Информант : Потому что, если все время об этом думать, и вспоминать, и заново все это переживать, это, может быть, даже будет более тяжко вот душевно, чем в то время. Потому что в то время, когда это было действительно и голодно, и страшно, и холодно, душа, она как-то была на последнем месте, физические страдания, понимаете, занимали. А тут, когда физически ты здоров и сыт и все у тебя нормально, и, если ты будешь все время об этом думать и будешь это перемалывать, так душевно ты совершенно… Вот я смотрю, вы знаете что – у нас вся вот лестница, этот дом, был заселен как-то вот блокадниками. И вот есть некоторые, которые вот только, только и разговоров о том, как вот сейчас. Вот как сейчас, как в блокаду, вот мы сейчас к блокаде приближаемся. Вот сейчас, знаете, ведь все эти аварии, многие вот… Вот у меня есть приятельница, тоже вот мы учились вместе до войны в школе и после школы продолжаем держать связь, у нас и в блокаду она тоже была. И вот у нее сейчас ни воды холодной нету, у нее вода не горячая, а эти… колонка газовая – раз воды нету, значит, и горячей воды нету, и батареи у нее холодные. И каждый вечер с девяти часов свет отключается. Вы представляете себе?
Интервьюер : Угу.
Информант : И вот. И вот в таком состоянии дом, и куда НИ ЗВОНЯТ, куда ни говорят – один раз пришли, посмотрели. Ну и все. И больше нет, так что понимаете что, не очень много. Ну были, конечно, разговоры, но во всяком случае единственное, что я могу сказать, что истерик и вот таких что: «Ай, было вот так вот, кошмар». Вот таких разговоров не было. Как-то вот, ну как вот сейчас, разговаривая с вами, мне все-таки вспоминаются добрые моменты этого, так и тут…
Интервьюер : Угу.
Информант : У каждого что-то, понимаете ли, было. Одна была, она работала шофером, значит, и даже по Ладоге машины водила. У нее все погибли, она одна осталась. Понимаете ли. Ну ничего, Ирка держала себя прекрасно. Мы дружили, все было хорошо. Так что понимаете что, как-то я считаю, что в человеческом, не знаю, организме, в душе, в уме, есть что-то, что вот ну как бы защищает человека от какого-то отчаяния, от ужаса. Если этого нету, то это ужасная, конечно, жизнь, я себе не представляю, как бы вот можно было бы жить, все время думая… Я тоже, вот понимаете, я сейчас почти ничего не вижу. У меня этот глаз совсем не видит, у меня катаракта. Меня должны были оперировать, и уже было, пришло, приглашена я была. Но я начала падать, поломала, значит, у меня нога сломана, у меня рука сломана, о какой операции могла идти речь. И сейчас тоже я ничего, надо анализы собирать, надо врачей обходить, а я вон, на улицу сейчас не могу выйти. Один глаз совсем не видит. Второй еле-еле видит, но понимаете что, я ведь даже читать не могу. Но если я начну вспоминать только одни кошмары, эти самые, все эти рассказы и все то, что я сама видела там, все эти ужасы, ну так я… Через месяц меня вообще уже не будет. Я сама себя загоню. Вот такая я. (Смеется.) Уж хорошо это или плохо, не знаю.

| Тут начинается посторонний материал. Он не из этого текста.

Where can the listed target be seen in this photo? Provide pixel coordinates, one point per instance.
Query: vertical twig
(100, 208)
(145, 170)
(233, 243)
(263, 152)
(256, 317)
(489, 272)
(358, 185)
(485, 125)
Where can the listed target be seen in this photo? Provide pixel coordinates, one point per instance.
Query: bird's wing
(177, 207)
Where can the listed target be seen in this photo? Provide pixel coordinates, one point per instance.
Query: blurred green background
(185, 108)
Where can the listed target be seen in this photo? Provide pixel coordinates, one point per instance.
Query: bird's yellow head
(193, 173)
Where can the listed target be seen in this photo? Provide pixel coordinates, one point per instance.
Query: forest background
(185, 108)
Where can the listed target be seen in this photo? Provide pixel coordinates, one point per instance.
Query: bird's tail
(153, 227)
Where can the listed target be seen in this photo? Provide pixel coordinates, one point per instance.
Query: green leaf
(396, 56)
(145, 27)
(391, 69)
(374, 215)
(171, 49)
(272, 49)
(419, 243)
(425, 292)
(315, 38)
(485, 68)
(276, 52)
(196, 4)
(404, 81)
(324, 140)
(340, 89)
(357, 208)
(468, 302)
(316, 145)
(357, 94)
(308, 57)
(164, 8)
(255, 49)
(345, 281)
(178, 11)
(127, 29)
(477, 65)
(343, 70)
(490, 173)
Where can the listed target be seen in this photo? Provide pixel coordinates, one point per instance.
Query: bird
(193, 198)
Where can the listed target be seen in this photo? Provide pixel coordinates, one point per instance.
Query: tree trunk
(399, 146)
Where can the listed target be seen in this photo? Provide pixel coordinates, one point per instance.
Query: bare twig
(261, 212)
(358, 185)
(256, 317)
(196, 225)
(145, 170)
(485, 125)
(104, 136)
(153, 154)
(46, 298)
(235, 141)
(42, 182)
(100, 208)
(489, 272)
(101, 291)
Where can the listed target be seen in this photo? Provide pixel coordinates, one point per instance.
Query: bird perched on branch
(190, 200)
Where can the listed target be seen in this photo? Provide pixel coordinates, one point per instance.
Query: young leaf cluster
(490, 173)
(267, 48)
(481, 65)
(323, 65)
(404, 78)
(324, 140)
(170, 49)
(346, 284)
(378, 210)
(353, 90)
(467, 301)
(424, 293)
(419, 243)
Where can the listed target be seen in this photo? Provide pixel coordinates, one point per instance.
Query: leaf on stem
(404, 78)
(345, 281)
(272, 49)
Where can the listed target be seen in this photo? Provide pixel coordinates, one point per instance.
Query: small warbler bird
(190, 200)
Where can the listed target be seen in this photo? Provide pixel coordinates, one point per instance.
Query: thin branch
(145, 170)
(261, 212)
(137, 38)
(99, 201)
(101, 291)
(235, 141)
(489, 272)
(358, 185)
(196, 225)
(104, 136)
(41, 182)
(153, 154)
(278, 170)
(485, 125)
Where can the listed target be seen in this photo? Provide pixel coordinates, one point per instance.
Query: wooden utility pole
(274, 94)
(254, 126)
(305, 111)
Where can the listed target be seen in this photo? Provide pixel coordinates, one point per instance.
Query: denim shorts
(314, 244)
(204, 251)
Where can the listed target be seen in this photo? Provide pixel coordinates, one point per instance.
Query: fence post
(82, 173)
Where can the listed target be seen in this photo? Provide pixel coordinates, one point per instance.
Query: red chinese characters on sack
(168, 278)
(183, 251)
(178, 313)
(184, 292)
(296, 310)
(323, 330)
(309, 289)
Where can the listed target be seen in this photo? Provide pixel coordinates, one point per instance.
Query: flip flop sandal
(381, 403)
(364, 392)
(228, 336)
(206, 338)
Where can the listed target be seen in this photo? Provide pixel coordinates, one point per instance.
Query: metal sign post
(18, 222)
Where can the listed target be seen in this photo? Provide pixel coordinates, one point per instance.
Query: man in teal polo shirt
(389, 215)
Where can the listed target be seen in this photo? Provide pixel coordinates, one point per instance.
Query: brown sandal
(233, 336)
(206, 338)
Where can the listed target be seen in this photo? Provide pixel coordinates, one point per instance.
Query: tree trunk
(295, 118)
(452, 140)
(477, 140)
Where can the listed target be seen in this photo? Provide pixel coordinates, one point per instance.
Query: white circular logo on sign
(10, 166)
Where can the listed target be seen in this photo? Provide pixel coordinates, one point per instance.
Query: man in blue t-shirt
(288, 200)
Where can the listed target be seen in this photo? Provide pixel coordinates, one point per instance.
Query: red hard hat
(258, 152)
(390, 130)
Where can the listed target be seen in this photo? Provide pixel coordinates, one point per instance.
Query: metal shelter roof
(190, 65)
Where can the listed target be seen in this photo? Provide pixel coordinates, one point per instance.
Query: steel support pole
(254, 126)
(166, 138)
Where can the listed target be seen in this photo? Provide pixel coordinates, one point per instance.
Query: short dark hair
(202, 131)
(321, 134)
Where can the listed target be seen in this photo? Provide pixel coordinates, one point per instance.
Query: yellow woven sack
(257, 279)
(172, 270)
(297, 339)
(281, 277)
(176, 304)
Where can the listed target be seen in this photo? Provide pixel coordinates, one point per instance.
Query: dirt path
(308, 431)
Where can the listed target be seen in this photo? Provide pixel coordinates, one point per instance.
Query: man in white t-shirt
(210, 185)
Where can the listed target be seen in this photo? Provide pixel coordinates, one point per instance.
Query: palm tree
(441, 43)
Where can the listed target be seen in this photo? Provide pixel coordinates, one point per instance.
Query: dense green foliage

Интервьюер : А вот в блокадный музей в Соляном, пока еще не закрылся, все-таки ходили? После войны…
Информант : Да. Да-да.
Интервьюер : Помните его?
Информант : Да. Да, а как же. Я ж туда снесла, у меня были программки вот этого, Музкомедии, ну фотографии это были довоенные этих всех артистов, а программки были эти, я им туда отнесла эти программки.
Интервьюер : Еще тогда, сразу после войны?
Информант : Да, да-да-да-да-да, сразу, как только он открылся, мы ходили туда смотреть, и, значит, я им принесла эти программки, отдала эти программки.